The employer’s duty to provide reasonable accommodations
If an employer is aware of your disability, they must provide you with reasonable accommodations. In other words, they must make a reasonable effort to accommodate you by modifying your job or the work environment. Doing so enables you, as a qualified employee with a disability, to perform essential job functions.
Examples of reasonable accommodations
A prime example of reasonable accommodation is making an existing facility currently used by non-disabled employees accessible to you as a disabled individual. Other examples of reasonable accommodation can include the following:
– Modifying a work schedule
– Restructuring a job
– Modifying or acquiring equipment
– Providing a qualified interpreter or reader
– Modifying a program, training, or exam
An employer can also reassign you to a vacant position if you’re qualified and unable to perform the tasks required for the original job. This is one way to provide reasonable accommodation.
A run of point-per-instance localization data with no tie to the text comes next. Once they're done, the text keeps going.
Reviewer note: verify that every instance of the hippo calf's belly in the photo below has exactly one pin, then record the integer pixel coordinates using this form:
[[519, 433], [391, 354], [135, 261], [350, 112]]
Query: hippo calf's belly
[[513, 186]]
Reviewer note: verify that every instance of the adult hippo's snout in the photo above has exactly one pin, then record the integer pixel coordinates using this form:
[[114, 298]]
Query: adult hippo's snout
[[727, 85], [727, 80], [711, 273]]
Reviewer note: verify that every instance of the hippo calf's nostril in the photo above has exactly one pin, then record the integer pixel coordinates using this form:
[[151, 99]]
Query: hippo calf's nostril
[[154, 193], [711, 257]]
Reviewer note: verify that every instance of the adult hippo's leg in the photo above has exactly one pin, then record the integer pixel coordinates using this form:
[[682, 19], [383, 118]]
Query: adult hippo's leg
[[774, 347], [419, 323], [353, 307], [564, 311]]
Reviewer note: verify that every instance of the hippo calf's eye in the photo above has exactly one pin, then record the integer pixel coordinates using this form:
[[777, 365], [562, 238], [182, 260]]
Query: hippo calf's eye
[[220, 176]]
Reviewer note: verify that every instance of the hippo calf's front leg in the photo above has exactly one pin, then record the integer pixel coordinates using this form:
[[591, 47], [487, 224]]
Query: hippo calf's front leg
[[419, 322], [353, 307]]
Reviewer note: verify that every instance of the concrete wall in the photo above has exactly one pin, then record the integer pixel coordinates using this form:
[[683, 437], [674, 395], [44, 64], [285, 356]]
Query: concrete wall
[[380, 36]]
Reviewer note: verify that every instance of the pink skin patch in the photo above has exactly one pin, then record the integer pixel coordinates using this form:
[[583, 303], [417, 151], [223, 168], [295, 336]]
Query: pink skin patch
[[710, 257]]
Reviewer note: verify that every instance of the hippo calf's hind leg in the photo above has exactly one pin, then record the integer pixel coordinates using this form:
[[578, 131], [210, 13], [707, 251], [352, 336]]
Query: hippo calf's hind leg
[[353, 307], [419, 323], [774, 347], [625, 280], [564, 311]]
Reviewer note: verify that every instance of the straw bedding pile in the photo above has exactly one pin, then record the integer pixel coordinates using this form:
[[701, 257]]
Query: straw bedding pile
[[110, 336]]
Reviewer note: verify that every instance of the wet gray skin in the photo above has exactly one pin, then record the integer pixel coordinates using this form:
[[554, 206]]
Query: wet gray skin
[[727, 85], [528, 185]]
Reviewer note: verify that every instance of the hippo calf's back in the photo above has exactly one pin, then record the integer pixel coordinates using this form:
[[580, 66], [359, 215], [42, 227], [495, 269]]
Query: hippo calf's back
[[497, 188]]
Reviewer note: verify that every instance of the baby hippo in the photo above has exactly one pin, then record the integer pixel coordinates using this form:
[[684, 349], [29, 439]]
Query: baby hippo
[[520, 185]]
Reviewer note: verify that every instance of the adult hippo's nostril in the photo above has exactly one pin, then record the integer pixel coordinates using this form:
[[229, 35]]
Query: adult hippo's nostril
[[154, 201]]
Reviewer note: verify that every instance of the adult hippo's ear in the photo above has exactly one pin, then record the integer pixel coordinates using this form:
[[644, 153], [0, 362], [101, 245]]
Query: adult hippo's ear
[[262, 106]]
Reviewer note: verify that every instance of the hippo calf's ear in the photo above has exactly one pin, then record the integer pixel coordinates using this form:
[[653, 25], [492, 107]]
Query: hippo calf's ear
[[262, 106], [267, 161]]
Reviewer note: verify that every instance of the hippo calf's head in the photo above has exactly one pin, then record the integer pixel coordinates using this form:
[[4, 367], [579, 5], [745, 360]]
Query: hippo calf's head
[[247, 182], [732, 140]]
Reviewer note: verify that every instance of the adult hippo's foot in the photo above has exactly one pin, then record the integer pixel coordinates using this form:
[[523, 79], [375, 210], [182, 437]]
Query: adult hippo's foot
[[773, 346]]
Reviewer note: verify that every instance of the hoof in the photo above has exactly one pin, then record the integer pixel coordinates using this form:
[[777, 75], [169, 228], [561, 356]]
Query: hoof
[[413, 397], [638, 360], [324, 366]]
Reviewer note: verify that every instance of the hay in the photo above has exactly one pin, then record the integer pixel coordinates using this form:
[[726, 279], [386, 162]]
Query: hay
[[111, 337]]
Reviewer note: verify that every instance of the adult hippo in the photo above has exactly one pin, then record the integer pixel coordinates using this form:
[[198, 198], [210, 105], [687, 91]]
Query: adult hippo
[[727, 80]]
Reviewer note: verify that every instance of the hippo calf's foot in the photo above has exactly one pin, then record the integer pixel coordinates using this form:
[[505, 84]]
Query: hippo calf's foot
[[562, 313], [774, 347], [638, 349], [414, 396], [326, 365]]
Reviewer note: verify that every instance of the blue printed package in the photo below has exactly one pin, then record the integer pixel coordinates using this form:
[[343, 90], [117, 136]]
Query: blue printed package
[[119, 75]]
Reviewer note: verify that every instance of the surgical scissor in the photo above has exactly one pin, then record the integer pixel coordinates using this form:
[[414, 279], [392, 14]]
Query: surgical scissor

Making a reasonable disability accommodation for you does have some limitations. If the business’s operations would be imposed by an “undue hardship,” requiring significant expense or difficulty, an employer is not required to take action.
Having a disability doesn’t automatically disqualify you from working. Understanding more about your rights in the workplace can be highly beneficial in helping you perform your tasks as efficiently as non-disabled employees.